The television shows the walled city just before sunset, from the high view of a helicopter—green fields, houses, buildings, people. In the distance, a man is standing on the wall, arms raised, voice booming above the throb of the helicopter. It circles closer to the man, and the camera focuses on his face.

My heart starts pounding as I stare at the screen, mesmerized.

“… a cure!” Bowen shouts. The setting sun glows orange on his skin, frames him with light and hope and salvation. “I repeat! We have found a cure for the beasts, and for the Fecs,” he yells,
voice as loud and strong as thunder, thanks to the chip he stole from the commentator.

The helicopter crosses the boundary of the wall. In the distance loom Mile High Stadium and the Pepsi Center. The camera dips and bobs and focuses on the dead, dusty world just outside the wall—buildings with broken windows, trash-strewn streets, cracked pavement. And, surprisingly, people. They are creeping out of buildings, climbing up from sewer grates, skulking on rooftops, leaning out of windows, and they all have their faces turned up toward Bowen.

“I repeat,” Bowen calls, “we have found a cure! There is hope. There is an end! A new beginning!”
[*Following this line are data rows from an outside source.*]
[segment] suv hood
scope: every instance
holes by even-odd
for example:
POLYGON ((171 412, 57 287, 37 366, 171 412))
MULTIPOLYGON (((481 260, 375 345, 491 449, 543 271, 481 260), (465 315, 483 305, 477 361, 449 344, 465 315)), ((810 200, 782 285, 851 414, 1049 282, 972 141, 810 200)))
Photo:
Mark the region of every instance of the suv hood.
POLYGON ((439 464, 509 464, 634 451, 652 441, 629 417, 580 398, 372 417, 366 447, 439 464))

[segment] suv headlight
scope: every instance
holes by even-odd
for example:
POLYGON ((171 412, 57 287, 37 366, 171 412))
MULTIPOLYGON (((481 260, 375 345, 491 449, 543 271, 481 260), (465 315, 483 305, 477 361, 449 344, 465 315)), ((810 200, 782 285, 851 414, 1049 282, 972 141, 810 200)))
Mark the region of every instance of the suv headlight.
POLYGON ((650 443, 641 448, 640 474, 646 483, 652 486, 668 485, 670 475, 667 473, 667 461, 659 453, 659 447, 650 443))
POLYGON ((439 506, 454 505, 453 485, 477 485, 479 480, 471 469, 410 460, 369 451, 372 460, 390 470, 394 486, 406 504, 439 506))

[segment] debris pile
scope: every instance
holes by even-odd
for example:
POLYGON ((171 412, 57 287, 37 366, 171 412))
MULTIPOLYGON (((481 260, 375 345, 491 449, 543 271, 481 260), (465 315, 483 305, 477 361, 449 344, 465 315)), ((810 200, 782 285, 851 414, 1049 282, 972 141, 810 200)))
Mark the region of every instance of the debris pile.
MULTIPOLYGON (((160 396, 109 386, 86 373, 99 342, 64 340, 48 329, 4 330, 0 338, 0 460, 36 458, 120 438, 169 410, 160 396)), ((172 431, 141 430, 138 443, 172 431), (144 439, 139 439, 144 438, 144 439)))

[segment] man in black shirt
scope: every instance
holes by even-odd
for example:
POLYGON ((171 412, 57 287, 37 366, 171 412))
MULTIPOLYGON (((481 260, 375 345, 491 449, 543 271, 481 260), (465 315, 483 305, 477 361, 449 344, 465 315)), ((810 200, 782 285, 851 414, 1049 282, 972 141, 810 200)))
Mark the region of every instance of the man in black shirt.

The camera zooms in on the people outside the wall, on their gaunt, dirty, haggard faces. Scared faces. Weeping faces, with tear-streaked cheeks. Laughing faces, eyes full of hope. Shocked faces, mouths hanging open. People start jumping up and down. Clapping. Dancing. Embracing. They start calling out the news, passing the words to others farther down the street, who pass it on to more people farther down the street. And then they dance, until as far as the camera can see, people are dancing in the streets.